Zudem will De Masi den Einfluss der großen Internetkonzerne wie Google oder Facebook zurückdrängen. Deren Einfluss "bedroht die Demokratie. Diese Firmen und ihre Algorithmen sind oft Gift für unser Hirn und wählen aus einem Meer an Daten, was wir lesen und denken." De Masi will dem ein schärferes Kartellrecht und eine öffentliche digitale Infrastruktur entgegensetzen.

Bei aller Leidenschaft für komplexe Finanzthemen hat De Masi allerdings durchaus auch seine eigene öffentliche Inszenierung im Blick. Da gibt es zum Beispiel diese hübsche Geschichte, wie er einmal auf dem Fußballpatz mit dem früheren Nationalspieler Sami Khedira verwechselt wurde. Sie sagt auch deshalb einiges über ihn aus, weil er sie gerne erzählt: De Masi ist erstens nicht uneitel, aber zweitens auch einer, dem die Leute offenbar einiges zutrauen.

Manchmal wird er mit Sami Khedira verwechselt

Damals war er noch finanzpolitischer Sprecher der Linksfraktion und Linksverteidiger beim FC Bundestag. Die fußballspielenden Parlamentarier betreiben ihren Sport mit dem gebotenen Ernst und treten auch deshalb stets in den offiziellen Trikots der Nationalelf an. Als nach einem der Spiele einmal ein junger Zuschauer auf De Masi zukam und im Glauben, es handle sich um Khedira, um ein Autogramm bat, fühlte sich der Hobbykicker De Masi jedenfalls geschmeichelt - er hat dann seinen Klarnamen möglichst unleserlich hingekritzelt.
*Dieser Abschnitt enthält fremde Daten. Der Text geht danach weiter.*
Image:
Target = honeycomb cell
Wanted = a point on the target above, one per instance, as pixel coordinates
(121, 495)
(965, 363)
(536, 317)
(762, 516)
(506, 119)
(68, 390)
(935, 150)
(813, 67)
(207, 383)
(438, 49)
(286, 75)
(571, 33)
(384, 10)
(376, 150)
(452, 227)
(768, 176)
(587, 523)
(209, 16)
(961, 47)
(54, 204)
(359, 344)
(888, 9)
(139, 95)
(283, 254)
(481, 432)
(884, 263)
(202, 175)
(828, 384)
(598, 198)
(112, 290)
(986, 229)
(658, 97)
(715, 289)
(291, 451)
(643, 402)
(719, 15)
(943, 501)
Den Leuten zu geben, was sie haben wollen, dieses Motiv findet man auch, wenn De Masi über Migrationspolitik spricht. "Man muss Probleme offen benennen, etwa bei der Situation der Kommunen, die am Limit ihrer Fähigkeiten bei der Integration sind", sagt er. Ressentiments, wie sie die AfD schüre, seien inakzeptabel und lösten keine Probleme. Aber eine Politik, wie sie die Linken machen wollten, helfe eben auch nicht. "Bei der Linken gab es keine Kultur mehr, an Lösungen zu arbeiten, sondern Politik wurde nur noch über weltfremde Haltungen gemacht."

Ob es nicht trotzdem ein Risiko ist, sich nun einer Partei anzuschließen, deren politische Ausrichtung noch so vage ist wie die des BSW? De Masi bemüht noch einmal den Fußball, einen Spruch von Andy Möller: Er habe, sagt er, "vom Feeling her ein gutes Gefühl".